Federal program will provide funding to bring more home-based child care to New Jersey

Working parents in Morris County may soon have an easier time getting affordable child care once a new program expands home-based day care offerings using federal funds.
Parents across New Jersey say that reliable child care can be essential.
Nelson Montoya, of Rockaway, sends his daughter to Parsippany Child Day Care Center.
“I can say that this place makes a difference in our life. And we are truly thankful,” Montoya says. “[My daughter’s] been growing a lot. She's ready for kindergarten in terms of curriculum. They follow the curriculum, she knows spelling, she knows her numbers.”
Parents like Montoya are among the fortunate ones. But a new federal program is promising millions for home-based child care and they're recruiting.
“The program is working.

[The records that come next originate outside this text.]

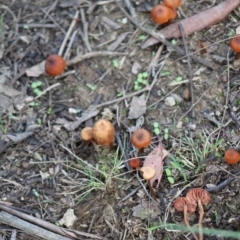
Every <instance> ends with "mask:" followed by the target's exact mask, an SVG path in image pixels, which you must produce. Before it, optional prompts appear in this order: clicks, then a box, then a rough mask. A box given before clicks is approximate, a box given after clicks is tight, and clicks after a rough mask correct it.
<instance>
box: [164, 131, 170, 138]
mask: <svg viewBox="0 0 240 240" xmlns="http://www.w3.org/2000/svg"><path fill="white" fill-rule="evenodd" d="M168 137H169V131H168V128H164V139H165V140H168Z"/></svg>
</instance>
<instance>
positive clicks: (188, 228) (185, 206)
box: [183, 204, 198, 240]
mask: <svg viewBox="0 0 240 240" xmlns="http://www.w3.org/2000/svg"><path fill="white" fill-rule="evenodd" d="M183 217H184V223H185V224H186V226H187V227H188V229H189V231H190V232H191V234H192V235H193V237H194V239H195V240H198V237H197V235H196V234H195V232H193V230H192V227H191V226H190V224H189V221H188V213H187V205H186V204H185V205H184V207H183Z"/></svg>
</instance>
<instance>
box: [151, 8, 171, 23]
mask: <svg viewBox="0 0 240 240" xmlns="http://www.w3.org/2000/svg"><path fill="white" fill-rule="evenodd" d="M171 15H172V13H171V9H170V8H169V7H167V6H164V5H156V6H155V7H154V8H153V9H152V11H151V18H152V20H153V21H154V22H155V23H158V24H163V23H166V22H168V21H169V20H170V17H171Z"/></svg>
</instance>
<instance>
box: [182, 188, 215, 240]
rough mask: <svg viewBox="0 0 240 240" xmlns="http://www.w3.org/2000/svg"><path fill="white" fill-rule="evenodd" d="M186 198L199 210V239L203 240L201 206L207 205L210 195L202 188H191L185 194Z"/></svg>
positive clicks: (210, 200)
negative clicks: (191, 188)
mask: <svg viewBox="0 0 240 240" xmlns="http://www.w3.org/2000/svg"><path fill="white" fill-rule="evenodd" d="M186 198H187V199H188V200H189V202H190V203H192V204H197V206H198V209H199V221H198V223H199V239H200V240H203V232H202V221H203V217H204V209H203V205H207V204H208V203H209V202H210V201H211V196H210V194H209V193H208V192H207V191H206V190H204V189H202V188H192V189H190V190H189V191H188V193H187V194H186Z"/></svg>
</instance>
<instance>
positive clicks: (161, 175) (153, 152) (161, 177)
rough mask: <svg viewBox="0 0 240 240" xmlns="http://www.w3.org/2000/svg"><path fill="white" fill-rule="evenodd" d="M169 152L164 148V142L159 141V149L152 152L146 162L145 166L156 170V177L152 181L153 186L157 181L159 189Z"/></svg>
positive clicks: (151, 179)
mask: <svg viewBox="0 0 240 240" xmlns="http://www.w3.org/2000/svg"><path fill="white" fill-rule="evenodd" d="M168 154H169V153H168V151H167V150H166V149H165V148H164V147H163V145H162V142H161V141H159V144H158V146H157V147H155V148H154V149H153V150H152V152H150V153H149V154H148V155H147V157H146V158H145V160H144V163H143V166H144V167H145V166H149V167H152V168H154V169H155V171H156V175H155V176H154V178H152V179H151V180H150V184H151V186H153V183H154V182H155V181H156V180H157V181H158V183H157V187H158V186H159V184H160V182H161V178H162V173H163V159H164V158H165V157H166V156H167V155H168Z"/></svg>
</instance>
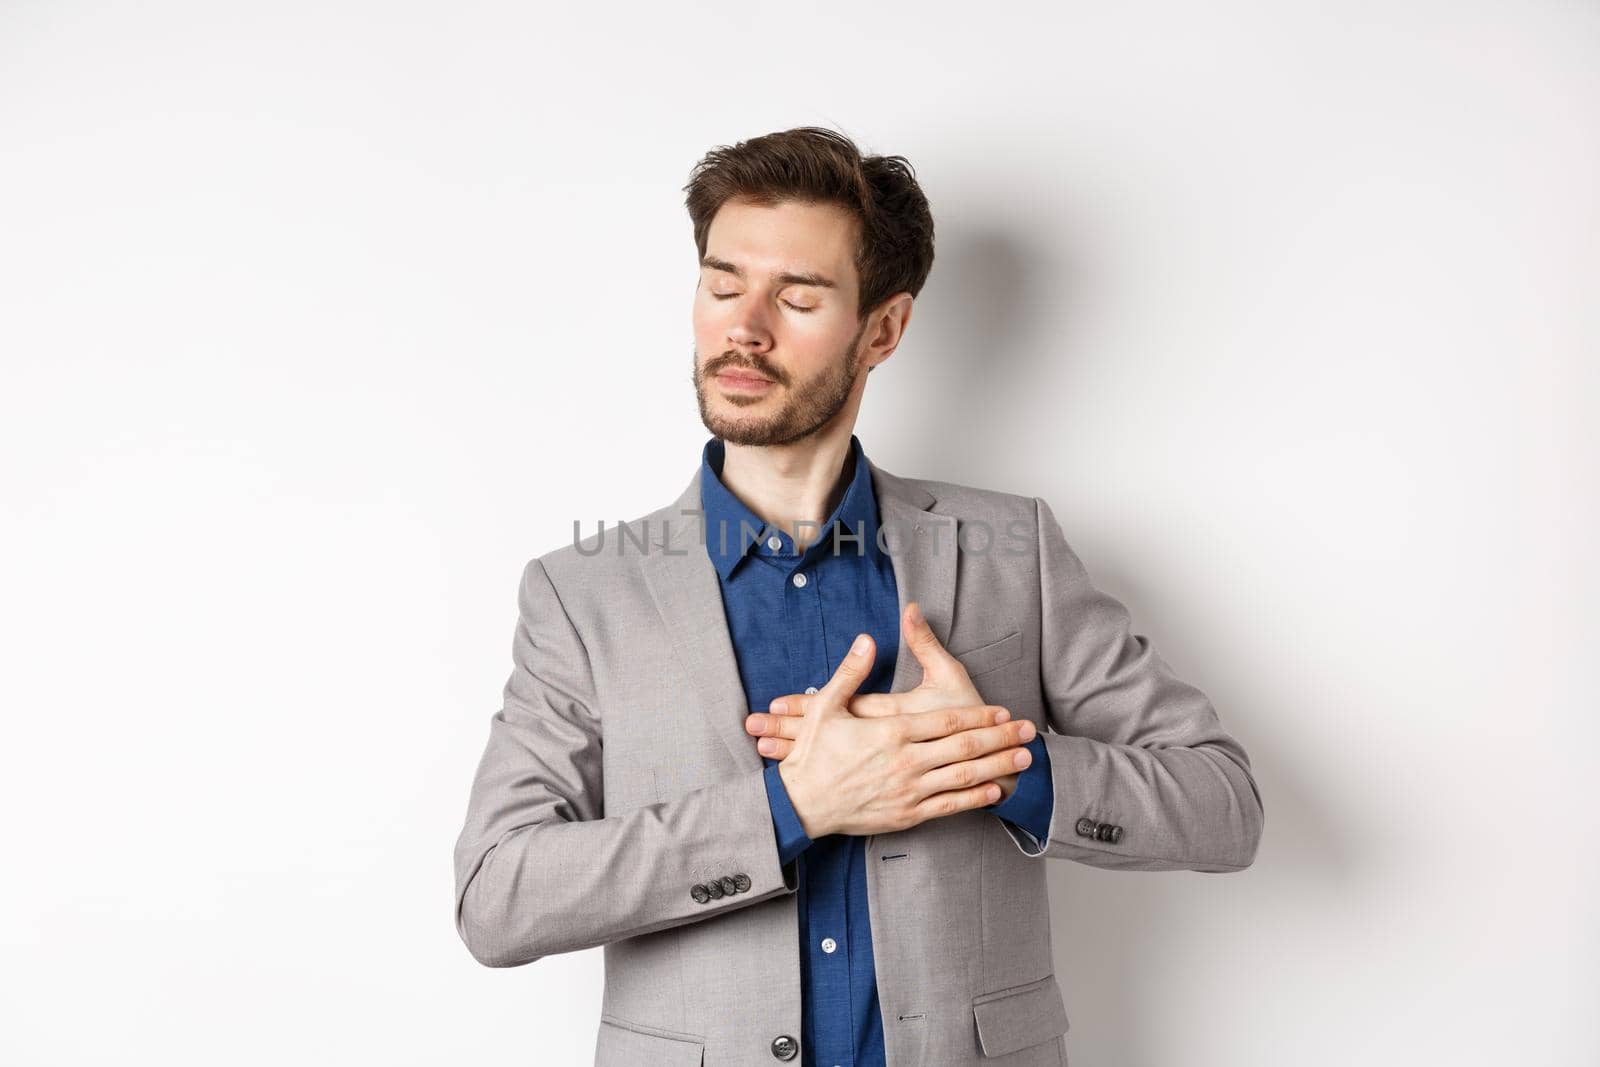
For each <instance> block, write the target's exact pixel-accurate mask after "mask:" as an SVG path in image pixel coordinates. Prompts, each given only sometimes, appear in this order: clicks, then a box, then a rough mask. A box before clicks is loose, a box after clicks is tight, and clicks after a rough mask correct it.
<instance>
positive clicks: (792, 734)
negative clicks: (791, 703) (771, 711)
mask: <svg viewBox="0 0 1600 1067" xmlns="http://www.w3.org/2000/svg"><path fill="white" fill-rule="evenodd" d="M803 721H805V720H803V718H802V717H798V715H763V713H762V712H750V713H749V715H746V717H744V733H747V734H750V736H752V737H798V736H800V726H802V725H803Z"/></svg>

I see the positive results every day,” says Twyla Bennet, a home-based day care provider.
Just over $1 million in federal money will be used to hire 10 new home-based child care providers, with an anchor at the Parsippany Day Care Center, to help provide day care services to the state's poorest working families.

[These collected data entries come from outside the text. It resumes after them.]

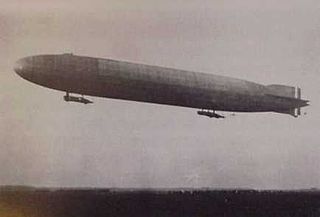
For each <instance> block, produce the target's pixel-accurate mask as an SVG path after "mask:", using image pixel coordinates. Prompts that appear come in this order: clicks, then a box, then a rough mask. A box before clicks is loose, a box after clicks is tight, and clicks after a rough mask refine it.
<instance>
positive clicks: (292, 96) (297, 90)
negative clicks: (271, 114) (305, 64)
mask: <svg viewBox="0 0 320 217" xmlns="http://www.w3.org/2000/svg"><path fill="white" fill-rule="evenodd" d="M267 88H268V95H270V96H272V97H275V98H280V99H282V100H285V101H287V102H288V104H289V105H290V106H289V108H288V109H285V110H275V112H278V113H283V114H289V115H291V116H293V117H298V116H300V115H301V107H304V106H308V105H309V104H308V102H309V101H308V100H303V99H301V88H299V87H292V86H285V85H278V84H272V85H268V86H267Z"/></svg>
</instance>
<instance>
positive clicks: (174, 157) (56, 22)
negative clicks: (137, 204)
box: [0, 0, 320, 189]
mask: <svg viewBox="0 0 320 217" xmlns="http://www.w3.org/2000/svg"><path fill="white" fill-rule="evenodd" d="M27 2H28V3H27ZM0 3H1V7H0V72H1V73H0V185H1V184H2V185H15V184H19V185H34V186H55V187H212V188H237V187H240V188H256V189H270V188H272V189H293V188H294V189H297V188H311V187H318V188H320V170H319V166H320V163H319V160H320V157H319V156H320V134H319V129H320V114H319V111H320V109H319V106H320V100H319V94H320V75H319V73H320V2H319V1H316V0H304V1H302V0H301V1H298V0H283V1H276V0H271V1H270V0H269V1H262V0H233V1H231V0H225V1H222V0H202V1H191V0H177V1H172V0H161V1H160V0H156V1H155V0H126V1H119V0H109V1H106V0H90V1H79V0H70V1H65V0H63V1H62V0H59V1H49V0H28V1H22V0H20V1H18V0H11V1H5V0H0ZM64 52H73V53H74V54H77V55H88V56H95V57H106V58H115V59H120V60H128V61H134V62H141V63H146V64H152V65H160V66H167V67H174V68H179V69H186V70H193V71H203V72H208V73H214V74H221V75H227V76H232V77H237V78H243V79H247V80H250V81H254V82H259V83H262V84H285V85H293V86H300V87H301V88H302V95H303V98H305V99H309V100H311V106H310V107H308V108H305V109H303V111H305V112H307V113H308V114H307V115H303V116H301V117H299V118H296V119H295V118H293V117H291V116H289V115H281V114H273V113H265V114H241V113H240V114H237V115H236V116H230V115H228V113H224V114H226V115H227V118H226V119H224V120H215V119H214V120H213V119H209V118H206V117H201V116H198V115H197V114H196V110H195V109H189V108H181V107H173V106H164V105H154V104H146V103H137V102H128V101H121V100H113V99H105V98H95V97H89V98H90V99H92V100H93V101H94V104H91V105H86V106H84V105H80V104H74V103H66V102H64V101H63V99H62V96H63V95H64V93H63V92H59V91H55V90H51V89H47V88H43V87H40V86H37V85H35V84H32V83H30V82H27V81H25V80H23V79H21V78H20V77H19V76H17V75H16V74H15V73H14V72H13V70H12V67H13V63H14V62H15V60H17V59H18V58H21V57H24V56H28V55H35V54H43V53H57V54H59V53H64Z"/></svg>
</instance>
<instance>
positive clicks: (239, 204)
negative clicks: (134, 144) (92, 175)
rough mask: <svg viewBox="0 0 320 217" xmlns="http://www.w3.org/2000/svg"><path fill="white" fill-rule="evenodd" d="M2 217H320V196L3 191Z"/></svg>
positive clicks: (105, 191) (133, 192)
mask: <svg viewBox="0 0 320 217" xmlns="http://www.w3.org/2000/svg"><path fill="white" fill-rule="evenodd" d="M0 216H1V217H16V216H17V217H22V216H23V217H25V216H26V217H89V216H90V217H100V216H110V217H124V216H126V217H127V216H128V217H129V216H130V217H132V216H139V217H153V216H157V217H167V216H174V217H177V216H179V217H180V216H181V217H189V216H190V217H205V216H223V217H226V216H232V217H236V216H241V217H242V216H245V217H250V216H257V217H267V216H268V217H277V216H279V217H289V216H290V217H295V216H297V217H298V216H299V217H304V216H308V217H309V216H312V217H320V191H317V190H304V191H255V190H205V189H201V190H199V189H197V190H195V189H172V190H171V189H169V190H168V189H157V190H156V189H153V190H152V189H150V190H139V189H48V188H42V189H38V188H28V187H2V188H0Z"/></svg>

“This pilot program is going to show we really can transform the whole child care system across the country,” says New Jersey first lady Tammy Murphy.
Murphy and Democratic Rep. Mikie Sherrill said the idea was born in the depths of the pandemic, but will continue. They say it can make the difference for working mothers.
“So when we can support working moms, when we can support families, we really are supporting the future of our children,” says Sherrill.
Officials also say they want to expand available child care into areas of the state it is hard to find. They call those areas “child care deserts.”
United Way of Northern New Jersey says that 37% of the 22,000 families with children in Sherrill's district live paycheck-to-paycheck.